Véronique Fontana, une pro qui vous dit GOOOOOO ! 😊
Etude Fontana
Etude d’avocats
référence de l’arrêt: 6B_1282/2019
Raisonnement absurde….Ces « innombrables enregistrements vidéos privés » sont juste la retranscription exacte de la réalité et devraient évidemment être pris en compte.
Bonjour Maître,
Ouah, alors là, chapeau bas, je vous suis tellement dans vos ligne, surtout dans les dernières lignes du dernier paragraphe…
Cordialement
Le problème principal est-il ici que la caméra filmait en continu? L’enregistrement de l’accident aurait-il été recevable/licite si la caméra effaçait systématiquement les données datant de quelques minutes, de sorte que seules les dernières minutes enregistrées soient lisibles?

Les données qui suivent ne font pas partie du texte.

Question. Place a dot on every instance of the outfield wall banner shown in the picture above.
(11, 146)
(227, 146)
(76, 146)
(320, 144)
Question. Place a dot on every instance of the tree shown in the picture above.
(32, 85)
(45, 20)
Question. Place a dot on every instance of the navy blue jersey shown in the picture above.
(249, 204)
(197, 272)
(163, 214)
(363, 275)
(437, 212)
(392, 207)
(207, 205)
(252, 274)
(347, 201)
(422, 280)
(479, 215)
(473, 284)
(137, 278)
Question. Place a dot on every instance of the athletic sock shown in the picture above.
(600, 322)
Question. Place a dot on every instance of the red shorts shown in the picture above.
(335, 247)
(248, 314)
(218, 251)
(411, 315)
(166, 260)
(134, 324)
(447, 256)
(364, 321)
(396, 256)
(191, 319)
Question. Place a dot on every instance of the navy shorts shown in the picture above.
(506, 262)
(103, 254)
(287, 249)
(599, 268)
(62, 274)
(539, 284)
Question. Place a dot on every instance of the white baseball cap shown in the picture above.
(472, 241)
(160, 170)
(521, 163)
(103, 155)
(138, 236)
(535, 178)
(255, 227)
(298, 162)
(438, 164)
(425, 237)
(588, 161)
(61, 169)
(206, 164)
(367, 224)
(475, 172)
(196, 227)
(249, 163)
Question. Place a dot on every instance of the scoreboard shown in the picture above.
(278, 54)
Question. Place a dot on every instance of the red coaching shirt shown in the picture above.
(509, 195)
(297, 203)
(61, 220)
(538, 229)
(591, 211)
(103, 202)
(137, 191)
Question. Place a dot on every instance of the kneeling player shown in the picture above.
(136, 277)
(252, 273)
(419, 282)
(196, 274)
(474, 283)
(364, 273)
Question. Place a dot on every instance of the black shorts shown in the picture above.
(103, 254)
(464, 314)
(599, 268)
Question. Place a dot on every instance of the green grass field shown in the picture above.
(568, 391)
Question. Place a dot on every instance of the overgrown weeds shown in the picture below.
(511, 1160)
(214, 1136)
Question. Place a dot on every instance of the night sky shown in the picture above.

« …ou, à la rigueur, sur les réseaux sociaux… »
Ceci n’est-il pas contradictoire avec la brillante thèse développée auparavant?
Je pense que oui
Ce qui dérange le TF est l’enregistrement permanant sur la voie publique, mais admettant que la caméra filme et en même temps efface ce qui a été filmé avant la dernière minute (l’usager doit arrêter de filmer juste après l’accident ou la caméra s’arrête automatiquement en cas de choc), je pense que la preuve sera licite !
Voilà typiquement un manque de pragmatisme qui éloigne encore un peu plus le citoyen de la justice. Sous couvert de grands principes on ignore volontairement des preuves à disposition qui dans bien des cas ne seraient les seules disponibles. Un témoignage oculaire est parfaitement recevable alors qu’on sait très bien qu’il sont souvent peu fiables. Par conséquent on a quand même beaucoup de mal à comprendre pourquoi une scène filmée en temps réel ne puisse pas être prise en compte, pour autant que ces prises de vues restent dans le cadre privé tant qu’il n’y a pas de sinistre et que le cas échéant la justice s’assure de l’autenticité du film.
Tout filmer, tout le temps… C’est le début de la fin… Nous ne sommes plus des humains mais des machine a filmer.
De plus un film à l’opposé de ce que l’on pense n’est pas impartial.